Coronavirus, ospedali e Terapie intensive sotto pressione in Abruzzo
di Stefano Dascoli
3 Minuti di Lettura
Venerdì 16 Ottobre 2020, 08:09

Coronavirus, se l’andamento giornaliero dei nuovi casi positivi può risentire di diverse fluttuazioni e può essere imputato a numerosi fattori, c’è un dato che rappresenta la vera spia dell’evoluzione dell’epidemia da coronavirus: è quello dei ricoveri in ospedale. La condizione delle cure rappresenta l’indicatore principe per poter valutare la condizione di un territorio. Ieri in Abruzzo, come riportato dall’ultimo bollettino diffuso dalla Regione, ci sono 159 (+5 nelle ultime 24 ore) pazienti ricoverati in terapia non intensiva e 10 in terapia intensiva (-5 nelle ultime 24 ore). Ma qual è, oggi, la capacità massima della regione di poter accogliere persone malate nelle strutture pubbliche?

In questo senso fino ad ora il giorno più nero è stato il 3 aprile, con 361 persone ricoverate in terapia non intensiva e 76 in terapia intensiva. Oggi, dunque, la situazione è nettamente diversa, sebbene la preoccupazione di queste ore riguardi in particolare modo la crescita, lenta ma costante, dei ricoveri. Basti pensare che il 1 ottobre, cioè appena 15 giorni fa, in ospedale c’erano solo 52 persone, con 5 costrette alla terapia intensiva. Addirittura il 1 settembre erano rispettivamente 29 e 1. In un mese e mezzo, dunque, i ricoveri ordinari sono cresciuti del 448 per cento.
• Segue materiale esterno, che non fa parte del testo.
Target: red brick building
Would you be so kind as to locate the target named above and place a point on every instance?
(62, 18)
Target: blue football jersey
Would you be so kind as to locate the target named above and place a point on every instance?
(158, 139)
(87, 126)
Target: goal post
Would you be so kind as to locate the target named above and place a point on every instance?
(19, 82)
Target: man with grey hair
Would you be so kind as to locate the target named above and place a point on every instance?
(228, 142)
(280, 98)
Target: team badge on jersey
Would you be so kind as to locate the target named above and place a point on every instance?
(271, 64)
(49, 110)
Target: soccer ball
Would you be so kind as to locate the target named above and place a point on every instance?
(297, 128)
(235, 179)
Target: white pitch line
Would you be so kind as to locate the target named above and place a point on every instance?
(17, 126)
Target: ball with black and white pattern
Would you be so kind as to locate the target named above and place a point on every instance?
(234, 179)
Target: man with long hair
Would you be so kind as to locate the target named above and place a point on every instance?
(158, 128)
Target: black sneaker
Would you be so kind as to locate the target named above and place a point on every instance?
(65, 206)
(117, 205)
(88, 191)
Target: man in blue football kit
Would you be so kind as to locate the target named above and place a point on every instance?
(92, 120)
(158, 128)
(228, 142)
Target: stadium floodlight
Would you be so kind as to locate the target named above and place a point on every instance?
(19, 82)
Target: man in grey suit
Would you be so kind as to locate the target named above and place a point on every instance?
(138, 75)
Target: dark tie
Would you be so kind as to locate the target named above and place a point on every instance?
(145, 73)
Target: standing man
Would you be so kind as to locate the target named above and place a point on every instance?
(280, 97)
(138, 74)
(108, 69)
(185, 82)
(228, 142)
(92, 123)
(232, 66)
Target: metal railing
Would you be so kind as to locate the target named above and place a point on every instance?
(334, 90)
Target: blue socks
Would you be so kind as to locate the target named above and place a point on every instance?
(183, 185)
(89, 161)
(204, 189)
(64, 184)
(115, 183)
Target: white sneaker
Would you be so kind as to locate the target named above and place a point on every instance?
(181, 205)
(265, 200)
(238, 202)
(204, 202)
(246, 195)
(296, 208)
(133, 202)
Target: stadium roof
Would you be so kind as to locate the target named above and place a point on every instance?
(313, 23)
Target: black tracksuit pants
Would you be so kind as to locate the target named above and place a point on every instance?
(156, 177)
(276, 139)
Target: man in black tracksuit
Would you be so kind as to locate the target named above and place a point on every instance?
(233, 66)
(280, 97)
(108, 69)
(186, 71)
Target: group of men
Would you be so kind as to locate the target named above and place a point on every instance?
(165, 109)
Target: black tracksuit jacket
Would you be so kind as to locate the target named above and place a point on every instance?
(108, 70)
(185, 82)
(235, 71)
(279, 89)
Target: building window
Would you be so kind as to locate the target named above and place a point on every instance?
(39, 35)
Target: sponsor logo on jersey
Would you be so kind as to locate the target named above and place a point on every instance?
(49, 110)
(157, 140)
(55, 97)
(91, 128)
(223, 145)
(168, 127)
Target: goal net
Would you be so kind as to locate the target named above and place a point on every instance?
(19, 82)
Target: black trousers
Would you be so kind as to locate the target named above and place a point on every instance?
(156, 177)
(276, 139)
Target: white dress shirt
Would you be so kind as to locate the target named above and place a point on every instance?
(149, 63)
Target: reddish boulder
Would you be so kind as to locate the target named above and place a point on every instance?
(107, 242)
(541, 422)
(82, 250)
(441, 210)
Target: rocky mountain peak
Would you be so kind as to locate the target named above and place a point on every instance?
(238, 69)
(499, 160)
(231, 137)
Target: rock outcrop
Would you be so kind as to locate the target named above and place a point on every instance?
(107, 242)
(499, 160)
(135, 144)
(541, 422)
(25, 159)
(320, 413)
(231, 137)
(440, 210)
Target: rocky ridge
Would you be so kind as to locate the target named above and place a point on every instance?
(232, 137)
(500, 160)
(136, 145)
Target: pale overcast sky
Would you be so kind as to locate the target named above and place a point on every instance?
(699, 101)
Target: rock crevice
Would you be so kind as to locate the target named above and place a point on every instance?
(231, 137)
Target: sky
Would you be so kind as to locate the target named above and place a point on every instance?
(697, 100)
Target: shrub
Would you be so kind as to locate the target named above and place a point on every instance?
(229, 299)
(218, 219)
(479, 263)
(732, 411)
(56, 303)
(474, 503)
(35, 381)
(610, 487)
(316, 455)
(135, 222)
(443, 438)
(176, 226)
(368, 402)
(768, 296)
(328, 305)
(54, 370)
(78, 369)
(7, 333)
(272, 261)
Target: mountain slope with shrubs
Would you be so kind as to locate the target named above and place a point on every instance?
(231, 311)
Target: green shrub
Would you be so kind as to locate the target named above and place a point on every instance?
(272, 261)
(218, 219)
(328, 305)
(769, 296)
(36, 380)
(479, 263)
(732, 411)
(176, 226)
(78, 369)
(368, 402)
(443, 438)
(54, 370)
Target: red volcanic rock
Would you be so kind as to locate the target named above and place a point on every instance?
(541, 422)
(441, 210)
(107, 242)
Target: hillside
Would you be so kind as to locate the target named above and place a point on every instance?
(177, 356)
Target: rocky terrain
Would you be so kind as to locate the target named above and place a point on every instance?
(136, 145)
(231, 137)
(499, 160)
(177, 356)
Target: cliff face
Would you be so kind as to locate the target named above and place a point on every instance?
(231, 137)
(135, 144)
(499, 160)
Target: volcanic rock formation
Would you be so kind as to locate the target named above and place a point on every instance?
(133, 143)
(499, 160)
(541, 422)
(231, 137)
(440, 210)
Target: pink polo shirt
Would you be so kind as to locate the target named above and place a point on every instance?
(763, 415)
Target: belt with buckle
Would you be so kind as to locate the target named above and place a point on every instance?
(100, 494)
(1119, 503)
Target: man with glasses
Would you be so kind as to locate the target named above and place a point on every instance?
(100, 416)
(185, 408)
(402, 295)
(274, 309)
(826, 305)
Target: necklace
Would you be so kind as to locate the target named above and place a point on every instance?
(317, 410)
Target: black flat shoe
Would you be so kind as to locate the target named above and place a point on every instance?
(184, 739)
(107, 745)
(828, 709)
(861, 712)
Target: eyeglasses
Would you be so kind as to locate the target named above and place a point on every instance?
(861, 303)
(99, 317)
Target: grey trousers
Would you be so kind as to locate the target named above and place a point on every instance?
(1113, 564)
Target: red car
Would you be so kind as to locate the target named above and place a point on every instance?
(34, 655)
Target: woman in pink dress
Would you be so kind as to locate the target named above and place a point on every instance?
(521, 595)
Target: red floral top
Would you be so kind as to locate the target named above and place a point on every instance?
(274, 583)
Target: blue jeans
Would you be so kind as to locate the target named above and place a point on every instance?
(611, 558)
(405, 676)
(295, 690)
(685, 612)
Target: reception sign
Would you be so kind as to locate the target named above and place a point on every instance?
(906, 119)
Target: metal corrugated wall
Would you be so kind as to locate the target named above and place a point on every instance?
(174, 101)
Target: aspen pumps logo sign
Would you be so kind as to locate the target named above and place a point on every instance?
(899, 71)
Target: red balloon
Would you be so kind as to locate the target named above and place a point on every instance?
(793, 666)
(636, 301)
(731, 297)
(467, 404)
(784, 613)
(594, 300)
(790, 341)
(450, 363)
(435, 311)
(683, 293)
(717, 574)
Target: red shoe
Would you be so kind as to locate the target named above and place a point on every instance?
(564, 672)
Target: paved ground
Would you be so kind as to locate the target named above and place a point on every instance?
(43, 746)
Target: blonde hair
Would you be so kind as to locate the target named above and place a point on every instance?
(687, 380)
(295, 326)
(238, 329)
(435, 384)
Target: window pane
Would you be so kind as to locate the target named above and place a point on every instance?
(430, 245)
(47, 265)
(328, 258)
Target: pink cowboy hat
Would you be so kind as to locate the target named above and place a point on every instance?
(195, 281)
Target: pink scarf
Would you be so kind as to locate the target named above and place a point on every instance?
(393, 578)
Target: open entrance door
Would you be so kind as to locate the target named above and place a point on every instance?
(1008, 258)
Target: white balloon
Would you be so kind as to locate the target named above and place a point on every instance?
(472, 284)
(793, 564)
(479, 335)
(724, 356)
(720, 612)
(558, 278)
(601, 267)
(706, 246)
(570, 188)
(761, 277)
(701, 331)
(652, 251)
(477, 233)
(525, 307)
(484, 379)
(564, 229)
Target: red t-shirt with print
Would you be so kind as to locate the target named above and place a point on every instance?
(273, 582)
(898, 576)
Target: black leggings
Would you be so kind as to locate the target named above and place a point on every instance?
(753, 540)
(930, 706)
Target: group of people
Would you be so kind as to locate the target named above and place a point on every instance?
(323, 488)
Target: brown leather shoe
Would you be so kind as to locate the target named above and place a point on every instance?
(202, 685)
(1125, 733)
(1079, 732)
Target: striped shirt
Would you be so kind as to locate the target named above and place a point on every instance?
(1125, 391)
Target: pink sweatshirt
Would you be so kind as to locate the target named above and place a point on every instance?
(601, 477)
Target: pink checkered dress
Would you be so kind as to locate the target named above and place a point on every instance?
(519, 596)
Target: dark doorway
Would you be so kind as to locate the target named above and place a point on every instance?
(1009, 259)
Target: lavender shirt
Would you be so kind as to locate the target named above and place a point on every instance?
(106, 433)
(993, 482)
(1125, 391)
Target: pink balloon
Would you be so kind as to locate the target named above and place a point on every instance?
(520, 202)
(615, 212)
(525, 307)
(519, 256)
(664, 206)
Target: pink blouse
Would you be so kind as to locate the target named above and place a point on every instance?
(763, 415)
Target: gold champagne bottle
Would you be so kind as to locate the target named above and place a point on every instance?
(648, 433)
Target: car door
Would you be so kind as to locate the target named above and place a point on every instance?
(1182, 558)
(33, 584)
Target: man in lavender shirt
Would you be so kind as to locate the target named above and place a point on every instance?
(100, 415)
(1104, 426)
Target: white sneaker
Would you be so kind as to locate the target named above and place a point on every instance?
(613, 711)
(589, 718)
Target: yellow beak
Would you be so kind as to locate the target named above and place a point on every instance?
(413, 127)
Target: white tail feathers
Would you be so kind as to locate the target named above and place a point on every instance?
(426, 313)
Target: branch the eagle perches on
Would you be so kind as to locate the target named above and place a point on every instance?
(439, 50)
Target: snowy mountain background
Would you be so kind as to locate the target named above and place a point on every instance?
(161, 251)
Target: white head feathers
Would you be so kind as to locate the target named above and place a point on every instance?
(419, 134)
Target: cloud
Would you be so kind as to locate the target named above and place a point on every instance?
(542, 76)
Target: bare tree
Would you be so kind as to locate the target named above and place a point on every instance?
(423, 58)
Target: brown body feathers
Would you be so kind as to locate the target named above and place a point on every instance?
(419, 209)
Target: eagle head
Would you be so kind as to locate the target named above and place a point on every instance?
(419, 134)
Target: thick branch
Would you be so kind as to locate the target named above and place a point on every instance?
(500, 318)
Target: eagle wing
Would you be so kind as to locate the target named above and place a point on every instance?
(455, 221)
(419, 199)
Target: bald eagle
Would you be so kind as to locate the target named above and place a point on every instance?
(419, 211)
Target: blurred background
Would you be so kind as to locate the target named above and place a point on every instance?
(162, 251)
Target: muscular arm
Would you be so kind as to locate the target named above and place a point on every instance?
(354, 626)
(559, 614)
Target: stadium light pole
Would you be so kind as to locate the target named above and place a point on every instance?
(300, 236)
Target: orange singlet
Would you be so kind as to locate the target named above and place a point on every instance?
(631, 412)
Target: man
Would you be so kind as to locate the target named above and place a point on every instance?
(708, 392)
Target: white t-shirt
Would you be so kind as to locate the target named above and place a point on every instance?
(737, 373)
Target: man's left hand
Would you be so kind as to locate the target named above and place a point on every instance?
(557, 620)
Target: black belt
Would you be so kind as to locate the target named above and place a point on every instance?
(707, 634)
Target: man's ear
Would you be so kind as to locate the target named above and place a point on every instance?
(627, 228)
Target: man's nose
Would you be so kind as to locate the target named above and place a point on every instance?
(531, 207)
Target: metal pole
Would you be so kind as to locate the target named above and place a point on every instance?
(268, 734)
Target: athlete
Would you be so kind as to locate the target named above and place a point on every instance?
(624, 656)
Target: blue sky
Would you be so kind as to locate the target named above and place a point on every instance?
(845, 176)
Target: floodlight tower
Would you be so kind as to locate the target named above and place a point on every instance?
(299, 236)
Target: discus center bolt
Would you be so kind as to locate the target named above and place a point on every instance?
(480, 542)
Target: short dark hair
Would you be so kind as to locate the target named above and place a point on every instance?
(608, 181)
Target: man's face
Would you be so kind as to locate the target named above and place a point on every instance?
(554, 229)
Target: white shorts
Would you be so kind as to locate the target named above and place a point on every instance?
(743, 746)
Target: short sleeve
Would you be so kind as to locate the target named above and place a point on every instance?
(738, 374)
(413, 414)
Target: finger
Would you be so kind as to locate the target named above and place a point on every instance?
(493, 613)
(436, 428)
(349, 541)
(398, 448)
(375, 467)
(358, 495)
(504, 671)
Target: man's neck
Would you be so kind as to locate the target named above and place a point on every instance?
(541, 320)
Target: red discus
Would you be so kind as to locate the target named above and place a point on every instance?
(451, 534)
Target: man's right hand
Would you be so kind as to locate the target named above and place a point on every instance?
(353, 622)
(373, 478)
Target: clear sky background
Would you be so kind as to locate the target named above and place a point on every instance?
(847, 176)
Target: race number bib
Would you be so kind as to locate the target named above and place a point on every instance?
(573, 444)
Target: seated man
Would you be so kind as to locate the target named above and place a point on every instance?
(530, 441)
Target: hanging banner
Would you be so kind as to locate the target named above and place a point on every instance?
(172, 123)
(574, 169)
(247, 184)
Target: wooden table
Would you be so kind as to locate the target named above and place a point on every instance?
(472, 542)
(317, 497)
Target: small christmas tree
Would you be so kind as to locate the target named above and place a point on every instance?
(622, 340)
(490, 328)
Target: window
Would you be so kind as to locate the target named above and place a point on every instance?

Entrando ancora più nello specifico il dato più importante è certamente quello della capacità delle terapie intensive di poter reggere l’urto. Oggi sono occupati 10 posti sui 133 attualmente disponibili. Prima della pandemia erano 123. Il piano di potenziamento della rete Covid, già approvato dal Ministero della Salute e con il governatore Marco Marsilio designato come soggetto attuatore dopo la delega attribuita dal commissario Domenico Arcuri, porterà ad avere 189 posti. Nel frattempo il tasso abruzzese è di 10 posti ogni 100 mila abitanti, che è leggermente al di sotto del target previsto, individuato a 14. Ragionando per assurdo significa che l’Abruzzo può sopportare al massimo 2.000 contagi ogni 100 mila abitanti, rispettando il tasso attuale di pazienti in terapia intensiva che è dello 0,5% dei contagiati.

In termini assoluti non più di 26 mila abruzzesi possono avere contemporaneamente il Covid, altrimenti il sistema andrebbe in tilt. Significa non superare un limite giornaliero che grosso modo è individuabile a 450 casi. Va detto che questa simulazione è frutto dell’analisi dei dati allo stato attuale delle cose e che un eventuale sovraccarico del sistema sanitario potrebbe ulteriormente peggiorare anche le proiezioni. Per il momento i ricoverati sono divisi piuttosto equamente sul territorio. In provincia dell’Aquila ce ne sono 39, di cui 4 in terapia intensiva (uno fa riferimento all’area aquilana e 3 a quella marsicana). A Pescara ci sono circa 40 ricoverati, a Teramo oltre 30. I reparti di Malattie infettive di Chieti e Vasto hanno esaurito i posti e ieri è stato aperto il primo reparto reparto Covid a Chieti, convertendo una Medicina. I pazienti di Rianimazione di Chieti sono in cura al Covid Hospital di Pescara.